Un changement dans les populations de baleines

Deux types de sous-espèces d’orques vivent dans le Salish Sea, entre Washington et le Canada : les orques résidentes du Sud, qui mangent du poisson et sont en danger, et les orques de Bigg, qui mangent des mammifères.

Les aires de répartition de ces groupes ont radicalement changé au cours des dernières années en raison des variations de la disponibilité de la nourriture, a indiqué Wieland Shields.

“Les Résidentes du Sud n’ont plus de saumons sauvages abondants et fiables pour se nourrir ici, elles ont donc déplacé leurs schémas de déplacement ailleurs”, a déclaré Wieland Shields. “Les orques de Bigg sont ici en nombre toujours croissant car les populations de leurs proies principales dans la région — phoques communs, marsouins et otaries de Steller — sont toutes en plein essor.”

Les experts pensent que cela pourrait expliquer pourquoi le nouveau groupe, identifié comme des orques de Bigg, se trouve si loin au sud.

“Je suis enclin à convenir, comme le suggère un rapport, qu’ils pourraient suivre certaines options alimentaires”, a déclaré Heather Hill, psychologue spécialisée dans le comportement des mammifères marins à la St. Mary’s University de San Antonio, à Live Science par e-mail. “Ils peuvent être des indicateurs de la santé d’une zone — l’idée de toute la chaîne alimentaire.
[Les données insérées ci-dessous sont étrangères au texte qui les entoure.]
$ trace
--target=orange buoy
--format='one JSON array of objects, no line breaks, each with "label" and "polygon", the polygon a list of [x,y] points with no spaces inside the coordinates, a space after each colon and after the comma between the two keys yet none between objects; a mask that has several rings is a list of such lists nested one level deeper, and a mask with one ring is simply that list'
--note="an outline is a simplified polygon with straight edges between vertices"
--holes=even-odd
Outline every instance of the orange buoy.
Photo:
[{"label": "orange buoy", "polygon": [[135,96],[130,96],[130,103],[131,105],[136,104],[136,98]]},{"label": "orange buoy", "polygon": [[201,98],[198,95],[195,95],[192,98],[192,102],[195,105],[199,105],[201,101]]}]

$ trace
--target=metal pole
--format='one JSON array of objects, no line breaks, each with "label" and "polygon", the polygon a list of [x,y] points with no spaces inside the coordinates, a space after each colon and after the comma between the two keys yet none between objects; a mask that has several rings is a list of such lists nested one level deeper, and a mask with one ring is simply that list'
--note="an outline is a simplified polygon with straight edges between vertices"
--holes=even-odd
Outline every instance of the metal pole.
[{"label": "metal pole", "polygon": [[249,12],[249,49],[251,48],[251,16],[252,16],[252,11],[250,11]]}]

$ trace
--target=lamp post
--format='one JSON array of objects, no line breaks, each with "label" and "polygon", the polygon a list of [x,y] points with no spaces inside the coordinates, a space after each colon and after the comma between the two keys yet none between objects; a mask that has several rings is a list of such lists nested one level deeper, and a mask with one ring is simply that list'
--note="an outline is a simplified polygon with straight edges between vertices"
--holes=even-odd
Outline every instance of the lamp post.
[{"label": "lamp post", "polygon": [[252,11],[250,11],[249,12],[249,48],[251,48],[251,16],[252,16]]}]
L’étude des différents groupes nous aide également à comprendre leur dynamique sociale, comme la façon dont ils partagent le même espace avec d’autres transitoires ou résidents.”

Pour Wieland Shields, basée à Seattle, l’arrivée du groupe soulève de nombreuses autres questions. “Jusqu’à ce que nous ayons des preuves acoustiques et/ou génétiques supplémentaires, nous ne savons pas exactement de quelle population ils proviennent, et nous n’avons aucune idée de la durée de leur séjour.”